Most databases can monitor the time a query requires to execute. This is different for every database and difficult to map to a request of one user. MMBase can also log the query response time by enabling the debug level on the Sqlhandlers. The log configuration is default in the log4j.xml in the mmbase.jar or /WEB-INF/config/log/ directory.

<logger name="org.mmbase.storage.implementation.database.DatabaseStorageManager" 
        additivity="false"> <level class="&mmlevel;" value ="debug" />
  <appender-ref ref="sqllog" />
</logger>

If the response time in this segment is very bad then the problem can be in several parts:

The first thing to check is which resources on the server are overloaded and which processes are causing it: Monitor the cpu load, virtual memory usage and I/O operations statistics. When the cpu load or memory usage is not caused by the application server process then the problem is somewhere in other applications or the OS.

Before going into the details of the JVM realize that one of the advantages of Java is that it dynamically optimizes for data at runtime. A Java™ HotSpot™ virtual machine adapts and reacts to the specific machine and specific application it is running. In more and more cases Java performance meets or exceeds the performance of similar statically compiled programs. However this adaptability of the JVM makes it hard to measure small snippets of Java functionality.

One of the reasons that it's challenging to measure Java performance is that it changes over time. At startup, the JVM typically spends some time "warming up". Depending on the JVM implementation, it may spend some time in interpreted mode while it is profiled to find the 'hot' methods. When a method gets sufficiently hot, it may be compiled and optimized into native code.

Before you start to tune the command line arguments for Java be aware that Sun's HotSpot™ Java Virtual Machine has incorporated technology to begin to tune itself. This smart tuning is referred to as Ergonomics. Most computers that have at least 2 CPU's and at least 2 GB of physical memory are considered server-class machines which means that by default the settings are:

Please note that 32-bit Windows systems all use the -client compiler by default and 64-bit Windows systems which meet the criteria above will be treated as server-class machines.

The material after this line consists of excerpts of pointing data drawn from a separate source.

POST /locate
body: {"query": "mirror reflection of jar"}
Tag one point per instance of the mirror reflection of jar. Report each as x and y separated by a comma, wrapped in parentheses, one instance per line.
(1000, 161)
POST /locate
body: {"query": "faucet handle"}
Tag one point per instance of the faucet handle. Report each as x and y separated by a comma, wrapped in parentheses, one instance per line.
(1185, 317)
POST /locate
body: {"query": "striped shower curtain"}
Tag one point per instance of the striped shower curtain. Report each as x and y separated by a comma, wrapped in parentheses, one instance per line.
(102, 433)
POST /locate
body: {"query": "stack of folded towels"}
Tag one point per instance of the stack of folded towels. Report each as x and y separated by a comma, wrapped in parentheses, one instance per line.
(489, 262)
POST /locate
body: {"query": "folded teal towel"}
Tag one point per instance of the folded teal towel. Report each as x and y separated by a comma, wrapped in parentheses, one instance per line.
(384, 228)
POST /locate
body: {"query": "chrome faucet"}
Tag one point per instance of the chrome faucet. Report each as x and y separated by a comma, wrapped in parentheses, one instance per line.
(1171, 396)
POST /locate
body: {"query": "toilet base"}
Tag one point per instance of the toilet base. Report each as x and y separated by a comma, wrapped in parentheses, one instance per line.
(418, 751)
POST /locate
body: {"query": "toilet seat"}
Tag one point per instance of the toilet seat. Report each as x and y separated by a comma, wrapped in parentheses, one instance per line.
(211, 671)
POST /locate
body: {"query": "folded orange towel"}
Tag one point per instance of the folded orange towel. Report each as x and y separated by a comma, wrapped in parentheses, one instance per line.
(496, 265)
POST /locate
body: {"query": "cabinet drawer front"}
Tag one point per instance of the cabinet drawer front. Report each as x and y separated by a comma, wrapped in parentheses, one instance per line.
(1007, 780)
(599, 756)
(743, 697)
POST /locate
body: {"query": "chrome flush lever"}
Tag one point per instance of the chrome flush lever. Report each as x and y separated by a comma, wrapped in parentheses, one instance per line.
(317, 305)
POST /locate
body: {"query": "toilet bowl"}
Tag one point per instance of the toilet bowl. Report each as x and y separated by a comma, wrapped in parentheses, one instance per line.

Even though Ergonomics significantly improves the "out of the box" experience for many applications, optimal tuning often requires more attention to the sizing of the Java memory regions.

A lot of java developers don't know how memory management happens in the JVM. As a developer you don't have to care about memory (de)allocation. When an application is put in production it can be very important how the memory management system is tweaked. A badly tweaked application could halt for more then 10 minutes. This has been seen on a machine which had to swap a lot and had 1G assigned as max size (-Xmx). After tuning the settings it was reduced to 30 seconds or less.

Garbage collection (GC) is one of the hardest things to do efficiently for jvm's. You can make some parameters explicit to the jvm which makes it much easier for the jvm to guess when it should do something.

Most people know the parameters -Xms and -Xmx, but not what they will do to memory management and gc.A lot of MMBase instance in production do not have these settings or they are very high. In the 1G example the settings were reduced to 700M and it is still to high. The -Xms and -Xmx are allocating OS memory for the process. This is called the memory heap. When the heap is filled for 60% or more then the jvm will start a GC which will halt the process until it is finished (the 10 minute break). The default heap setting is 64M which MMBase will fill in seconds with an average web application. The GC will run very frequently to free memory which means less application cpu time. Most MMBase applications require about 300M of heap size.

Note that the -Xms and -Xmx settings does not match with what the OS returns for the memory usage of the process. The memory usage also includes program code and jvm code (j2se uses the jvm code in memory for all java processes). The memory footprint for the process have to stay below the physical memory to prevent high GC times. Setting the -Xmx the same as the physical memory will decrease performance, because it will likely result in paging of virtual memory to disk.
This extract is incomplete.